Foi anunciado há dias o futuro próximo para o Maria Matos, que passará pela escolha de uma entidade privada para a gestão do espaço. Vê com apreensão o futuro da sala que dirigiu estes dez anos?

Na entrevista da vereadora Catarina Vaz Pinto há uma análise que, em muitos pontos, acompanho. Fala de uma nova realidade em Lisboa, do que mudou desde há dez anos, quando a nossa equipa entrou no Maria Matos. Também é verdade que existe no Maria Matos uma tensão entre a sua missão e a própria arquitectura do edifício, porque utilizámos imensas vezes bancadas para criar espaços mais próximos daquilo que a criação contemporânea procura, uma relação directa, olho no olho com o público. É um facto para o qual alertámos muitas vezes, porque era um problema. Outro problema evidente era programação para crianças e jovens, limitada a uma salinha mínima com 30 lugares. A análise dos problemas é relevante e levar a programação de crianças e jovens para um centro de artes é uma solução bonita, abre novas possibilidades, mas mudar a restante programação do Maria Matos para o Teatro do Bairro Alto levanta muitas questões.

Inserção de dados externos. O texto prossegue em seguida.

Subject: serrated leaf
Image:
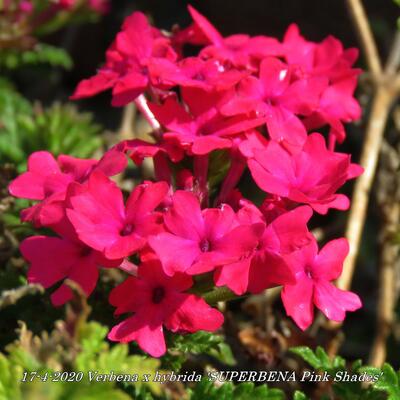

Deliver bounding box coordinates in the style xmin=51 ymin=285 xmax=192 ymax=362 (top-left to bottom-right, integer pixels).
xmin=76 ymin=322 xmax=161 ymax=395
xmin=164 ymin=331 xmax=236 ymax=370
xmin=361 ymin=363 xmax=400 ymax=400
xmin=290 ymin=347 xmax=324 ymax=369
xmin=189 ymin=380 xmax=285 ymax=400
xmin=0 ymin=84 xmax=102 ymax=171
xmin=293 ymin=391 xmax=309 ymax=400
xmin=0 ymin=353 xmax=22 ymax=400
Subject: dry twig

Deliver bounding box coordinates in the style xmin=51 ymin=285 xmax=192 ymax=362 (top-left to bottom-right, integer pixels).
xmin=118 ymin=102 xmax=136 ymax=141
xmin=346 ymin=0 xmax=382 ymax=80
xmin=0 ymin=284 xmax=44 ymax=309
xmin=327 ymin=1 xmax=400 ymax=366
xmin=368 ymin=142 xmax=400 ymax=366
xmin=337 ymin=0 xmax=400 ymax=293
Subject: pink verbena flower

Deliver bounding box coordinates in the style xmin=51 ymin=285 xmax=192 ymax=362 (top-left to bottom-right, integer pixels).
xmin=187 ymin=6 xmax=281 ymax=71
xmin=220 ymin=57 xmax=327 ymax=151
xmin=247 ymin=133 xmax=363 ymax=214
xmin=66 ymin=171 xmax=168 ymax=259
xmin=8 ymin=149 xmax=126 ymax=226
xmin=149 ymin=57 xmax=246 ymax=91
xmin=281 ymin=237 xmax=362 ymax=330
xmin=148 ymin=88 xmax=265 ymax=155
xmin=283 ymin=24 xmax=361 ymax=144
xmin=71 ymin=12 xmax=176 ymax=106
xmin=20 ymin=219 xmax=119 ymax=306
xmin=108 ymin=259 xmax=224 ymax=357
xmin=148 ymin=190 xmax=260 ymax=276
xmin=115 ymin=137 xmax=184 ymax=166
xmin=214 ymin=205 xmax=312 ymax=295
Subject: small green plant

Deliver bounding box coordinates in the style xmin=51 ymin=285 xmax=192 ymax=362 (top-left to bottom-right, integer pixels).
xmin=0 ymin=79 xmax=102 ymax=172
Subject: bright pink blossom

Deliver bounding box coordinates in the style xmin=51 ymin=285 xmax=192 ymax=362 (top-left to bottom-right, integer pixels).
xmin=149 ymin=88 xmax=265 ymax=155
xmin=20 ymin=220 xmax=119 ymax=306
xmin=148 ymin=190 xmax=260 ymax=276
xmin=71 ymin=12 xmax=176 ymax=106
xmin=115 ymin=138 xmax=184 ymax=165
xmin=108 ymin=259 xmax=224 ymax=357
xmin=8 ymin=149 xmax=126 ymax=226
xmin=247 ymin=133 xmax=363 ymax=214
xmin=66 ymin=171 xmax=168 ymax=259
xmin=188 ymin=6 xmax=282 ymax=71
xmin=214 ymin=205 xmax=312 ymax=295
xmin=283 ymin=24 xmax=361 ymax=143
xmin=220 ymin=57 xmax=327 ymax=151
xmin=281 ymin=237 xmax=362 ymax=330
xmin=149 ymin=57 xmax=245 ymax=91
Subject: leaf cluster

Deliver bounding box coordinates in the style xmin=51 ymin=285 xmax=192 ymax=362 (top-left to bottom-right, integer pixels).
xmin=0 ymin=79 xmax=102 ymax=171
xmin=162 ymin=330 xmax=236 ymax=370
xmin=291 ymin=346 xmax=392 ymax=400
xmin=0 ymin=44 xmax=73 ymax=70
xmin=0 ymin=321 xmax=161 ymax=400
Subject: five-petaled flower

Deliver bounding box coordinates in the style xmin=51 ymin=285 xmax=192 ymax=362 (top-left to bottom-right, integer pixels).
xmin=281 ymin=237 xmax=362 ymax=330
xmin=108 ymin=259 xmax=224 ymax=357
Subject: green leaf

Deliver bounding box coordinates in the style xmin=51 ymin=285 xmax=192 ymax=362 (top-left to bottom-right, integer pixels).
xmin=61 ymin=384 xmax=132 ymax=400
xmin=290 ymin=346 xmax=346 ymax=372
xmin=0 ymin=353 xmax=22 ymax=400
xmin=361 ymin=363 xmax=400 ymax=400
xmin=293 ymin=391 xmax=309 ymax=400
xmin=163 ymin=331 xmax=236 ymax=370
xmin=76 ymin=322 xmax=161 ymax=395
xmin=0 ymin=83 xmax=102 ymax=170
xmin=189 ymin=380 xmax=285 ymax=400
xmin=0 ymin=44 xmax=73 ymax=70
xmin=208 ymin=150 xmax=231 ymax=190
xmin=290 ymin=346 xmax=325 ymax=369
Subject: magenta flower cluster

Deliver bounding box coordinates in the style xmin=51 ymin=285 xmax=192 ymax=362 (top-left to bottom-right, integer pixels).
xmin=9 ymin=6 xmax=363 ymax=357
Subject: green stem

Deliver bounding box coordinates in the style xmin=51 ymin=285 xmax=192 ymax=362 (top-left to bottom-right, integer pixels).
xmin=203 ymin=286 xmax=246 ymax=305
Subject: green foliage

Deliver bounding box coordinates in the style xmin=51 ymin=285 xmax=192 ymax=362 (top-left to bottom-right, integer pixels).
xmin=290 ymin=346 xmax=346 ymax=371
xmin=76 ymin=322 xmax=162 ymax=395
xmin=163 ymin=331 xmax=235 ymax=370
xmin=291 ymin=346 xmax=386 ymax=400
xmin=292 ymin=391 xmax=309 ymax=400
xmin=0 ymin=80 xmax=102 ymax=171
xmin=208 ymin=150 xmax=231 ymax=190
xmin=0 ymin=44 xmax=73 ymax=70
xmin=0 ymin=352 xmax=23 ymax=400
xmin=361 ymin=363 xmax=400 ymax=400
xmin=188 ymin=379 xmax=285 ymax=400
xmin=0 ymin=321 xmax=164 ymax=400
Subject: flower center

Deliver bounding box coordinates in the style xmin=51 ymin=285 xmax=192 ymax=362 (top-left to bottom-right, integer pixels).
xmin=193 ymin=72 xmax=205 ymax=81
xmin=199 ymin=239 xmax=210 ymax=253
xmin=305 ymin=266 xmax=314 ymax=279
xmin=152 ymin=286 xmax=165 ymax=304
xmin=120 ymin=223 xmax=134 ymax=236
xmin=80 ymin=246 xmax=92 ymax=257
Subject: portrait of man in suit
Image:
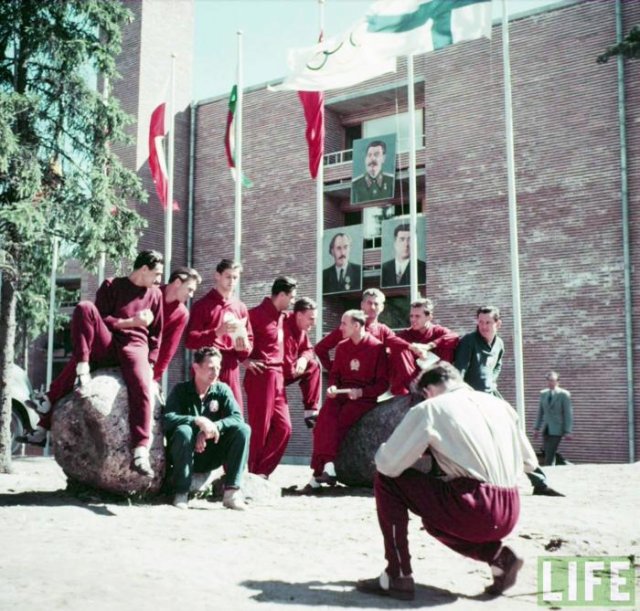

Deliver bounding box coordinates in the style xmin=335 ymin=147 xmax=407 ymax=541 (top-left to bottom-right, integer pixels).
xmin=323 ymin=229 xmax=362 ymax=295
xmin=351 ymin=135 xmax=396 ymax=205
xmin=380 ymin=219 xmax=426 ymax=288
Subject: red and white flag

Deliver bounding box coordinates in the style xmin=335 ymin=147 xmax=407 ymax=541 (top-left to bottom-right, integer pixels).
xmin=297 ymin=90 xmax=324 ymax=180
xmin=148 ymin=101 xmax=179 ymax=210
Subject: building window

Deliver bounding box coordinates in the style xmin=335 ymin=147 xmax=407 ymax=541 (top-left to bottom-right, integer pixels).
xmin=363 ymin=109 xmax=424 ymax=154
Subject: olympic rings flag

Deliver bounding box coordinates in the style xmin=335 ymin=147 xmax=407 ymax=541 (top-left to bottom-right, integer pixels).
xmin=270 ymin=0 xmax=492 ymax=92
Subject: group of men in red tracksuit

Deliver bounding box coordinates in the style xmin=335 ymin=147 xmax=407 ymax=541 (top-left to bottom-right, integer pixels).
xmin=21 ymin=251 xmax=459 ymax=489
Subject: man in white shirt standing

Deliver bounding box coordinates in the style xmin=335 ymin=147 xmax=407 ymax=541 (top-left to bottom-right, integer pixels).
xmin=357 ymin=363 xmax=539 ymax=601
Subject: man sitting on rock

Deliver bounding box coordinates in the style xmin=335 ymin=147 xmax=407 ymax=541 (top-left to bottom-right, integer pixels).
xmin=163 ymin=346 xmax=251 ymax=511
xmin=387 ymin=297 xmax=459 ymax=396
xmin=306 ymin=309 xmax=388 ymax=491
xmin=19 ymin=249 xmax=164 ymax=478
xmin=356 ymin=363 xmax=538 ymax=601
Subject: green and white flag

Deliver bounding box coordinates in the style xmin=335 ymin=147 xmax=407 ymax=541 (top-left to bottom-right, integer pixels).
xmin=271 ymin=0 xmax=492 ymax=92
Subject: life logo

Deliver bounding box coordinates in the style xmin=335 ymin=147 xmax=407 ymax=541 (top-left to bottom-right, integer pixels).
xmin=537 ymin=556 xmax=636 ymax=607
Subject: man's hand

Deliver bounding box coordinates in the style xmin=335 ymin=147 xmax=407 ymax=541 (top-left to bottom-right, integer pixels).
xmin=195 ymin=430 xmax=207 ymax=453
xmin=245 ymin=359 xmax=267 ymax=374
xmin=326 ymin=385 xmax=338 ymax=399
xmin=294 ymin=356 xmax=308 ymax=377
xmin=133 ymin=308 xmax=154 ymax=327
xmin=304 ymin=409 xmax=318 ymax=429
xmin=234 ymin=335 xmax=248 ymax=351
xmin=195 ymin=417 xmax=220 ymax=443
xmin=409 ymin=343 xmax=428 ymax=358
xmin=348 ymin=388 xmax=363 ymax=400
xmin=216 ymin=317 xmax=239 ymax=338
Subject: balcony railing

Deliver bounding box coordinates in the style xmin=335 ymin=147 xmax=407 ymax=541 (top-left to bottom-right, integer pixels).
xmin=324 ymin=135 xmax=426 ymax=168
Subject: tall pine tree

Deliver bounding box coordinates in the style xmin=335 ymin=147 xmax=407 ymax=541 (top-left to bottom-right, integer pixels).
xmin=0 ymin=0 xmax=148 ymax=471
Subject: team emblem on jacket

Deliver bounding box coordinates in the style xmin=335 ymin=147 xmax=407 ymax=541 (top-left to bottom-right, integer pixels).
xmin=208 ymin=400 xmax=219 ymax=413
xmin=350 ymin=358 xmax=360 ymax=371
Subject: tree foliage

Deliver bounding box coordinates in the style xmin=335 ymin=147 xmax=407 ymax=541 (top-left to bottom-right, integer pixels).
xmin=0 ymin=0 xmax=148 ymax=470
xmin=597 ymin=25 xmax=640 ymax=63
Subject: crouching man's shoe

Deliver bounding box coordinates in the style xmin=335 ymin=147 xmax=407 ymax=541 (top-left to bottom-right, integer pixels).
xmin=223 ymin=487 xmax=247 ymax=511
xmin=356 ymin=571 xmax=415 ymax=601
xmin=16 ymin=426 xmax=47 ymax=447
xmin=485 ymin=546 xmax=524 ymax=596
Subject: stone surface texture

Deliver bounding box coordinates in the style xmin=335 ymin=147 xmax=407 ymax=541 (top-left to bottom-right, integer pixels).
xmin=51 ymin=368 xmax=165 ymax=495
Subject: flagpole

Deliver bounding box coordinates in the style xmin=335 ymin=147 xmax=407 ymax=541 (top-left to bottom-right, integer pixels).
xmin=164 ymin=52 xmax=177 ymax=284
xmin=501 ymin=0 xmax=525 ymax=426
xmin=234 ymin=31 xmax=244 ymax=297
xmin=46 ymin=237 xmax=59 ymax=389
xmin=315 ymin=0 xmax=325 ymax=344
xmin=162 ymin=52 xmax=177 ymax=397
xmin=406 ymin=55 xmax=419 ymax=303
xmin=98 ymin=73 xmax=109 ymax=286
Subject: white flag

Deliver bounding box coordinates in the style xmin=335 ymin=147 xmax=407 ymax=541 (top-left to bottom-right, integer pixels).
xmin=271 ymin=0 xmax=492 ymax=93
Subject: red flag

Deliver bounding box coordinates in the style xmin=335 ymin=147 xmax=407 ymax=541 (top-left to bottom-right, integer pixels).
xmin=148 ymin=102 xmax=179 ymax=210
xmin=297 ymin=90 xmax=324 ymax=180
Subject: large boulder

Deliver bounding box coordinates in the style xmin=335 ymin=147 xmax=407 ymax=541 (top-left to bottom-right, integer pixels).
xmin=336 ymin=393 xmax=422 ymax=487
xmin=51 ymin=368 xmax=165 ymax=495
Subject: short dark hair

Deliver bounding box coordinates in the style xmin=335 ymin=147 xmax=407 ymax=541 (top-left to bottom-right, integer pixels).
xmin=394 ymin=223 xmax=410 ymax=238
xmin=294 ymin=297 xmax=317 ymax=313
xmin=133 ymin=250 xmax=163 ymax=271
xmin=271 ymin=275 xmax=297 ymax=297
xmin=343 ymin=309 xmax=366 ymax=327
xmin=411 ymin=298 xmax=434 ymax=315
xmin=476 ymin=305 xmax=501 ymax=321
xmin=168 ymin=266 xmax=202 ymax=285
xmin=362 ymin=288 xmax=385 ymax=303
xmin=367 ymin=140 xmax=387 ymax=154
xmin=414 ymin=363 xmax=462 ymax=392
xmin=216 ymin=259 xmax=243 ymax=274
xmin=193 ymin=346 xmax=222 ymax=364
xmin=328 ymin=232 xmax=351 ymax=254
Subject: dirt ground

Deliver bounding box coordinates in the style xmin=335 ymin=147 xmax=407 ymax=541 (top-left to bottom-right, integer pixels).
xmin=0 ymin=457 xmax=638 ymax=611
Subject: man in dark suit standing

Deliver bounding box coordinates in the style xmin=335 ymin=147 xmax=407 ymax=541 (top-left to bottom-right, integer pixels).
xmin=533 ymin=371 xmax=573 ymax=466
xmin=323 ymin=232 xmax=362 ymax=294
xmin=381 ymin=223 xmax=426 ymax=287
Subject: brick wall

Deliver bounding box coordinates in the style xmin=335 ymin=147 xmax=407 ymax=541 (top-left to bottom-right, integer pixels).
xmin=192 ymin=0 xmax=640 ymax=463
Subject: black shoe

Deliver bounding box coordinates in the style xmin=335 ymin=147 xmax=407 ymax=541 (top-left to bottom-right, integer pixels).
xmin=485 ymin=546 xmax=524 ymax=596
xmin=16 ymin=428 xmax=47 ymax=447
xmin=315 ymin=471 xmax=337 ymax=486
xmin=533 ymin=486 xmax=565 ymax=497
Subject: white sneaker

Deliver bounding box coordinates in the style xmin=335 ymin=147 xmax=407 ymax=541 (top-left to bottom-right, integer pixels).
xmin=377 ymin=390 xmax=395 ymax=403
xmin=75 ymin=362 xmax=91 ymax=389
xmin=17 ymin=426 xmax=47 ymax=447
xmin=27 ymin=392 xmax=51 ymax=415
xmin=172 ymin=492 xmax=189 ymax=510
xmin=223 ymin=488 xmax=247 ymax=511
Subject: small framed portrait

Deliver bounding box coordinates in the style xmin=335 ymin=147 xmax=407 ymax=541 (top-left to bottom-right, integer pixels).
xmin=380 ymin=216 xmax=426 ymax=288
xmin=351 ymin=134 xmax=397 ymax=205
xmin=322 ymin=225 xmax=363 ymax=295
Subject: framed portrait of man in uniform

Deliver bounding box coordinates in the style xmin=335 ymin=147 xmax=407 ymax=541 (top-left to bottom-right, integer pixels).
xmin=351 ymin=134 xmax=396 ymax=205
xmin=380 ymin=216 xmax=426 ymax=288
xmin=323 ymin=226 xmax=363 ymax=295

Quais são as mais relevantes?

Um teatro é um espaço simbólico, pertence à cidade e à sociedade civil – ainda por cima no Maria Matos, onde isto foi muito reflectido na programação. Tirar uma programação neste espaço para pôr noutro, ainda por cima numa cave, não deixa de saber um bocado a derrota. A Câmara tem todo o direito de tomar estas decisões e até acho interessantes as questões que estão a ser colocadas, mas tenho pena que o debate tenha sido aberto numa entrevista e logo fechado com a solução. Teria sido interessante debater isto e o que significa mudar o conteúdo do Teatro Maria Matos para ali. E depois há questões práticas – a entrada e saída de cenários naquele espaço levanta-me dúvidas. Quanto ao [risco de o] Maria Matos se tornar mais comercial, porque terá de ser um teatro que se paga a si próprio, não sei se houve um estudo de mercado, se Lisboa precisa de mais um teatro comercial e se tem as características, em termos de lotação, para esse fim. Há muitas perguntas e muitas dúvidas que vale a pena discutir.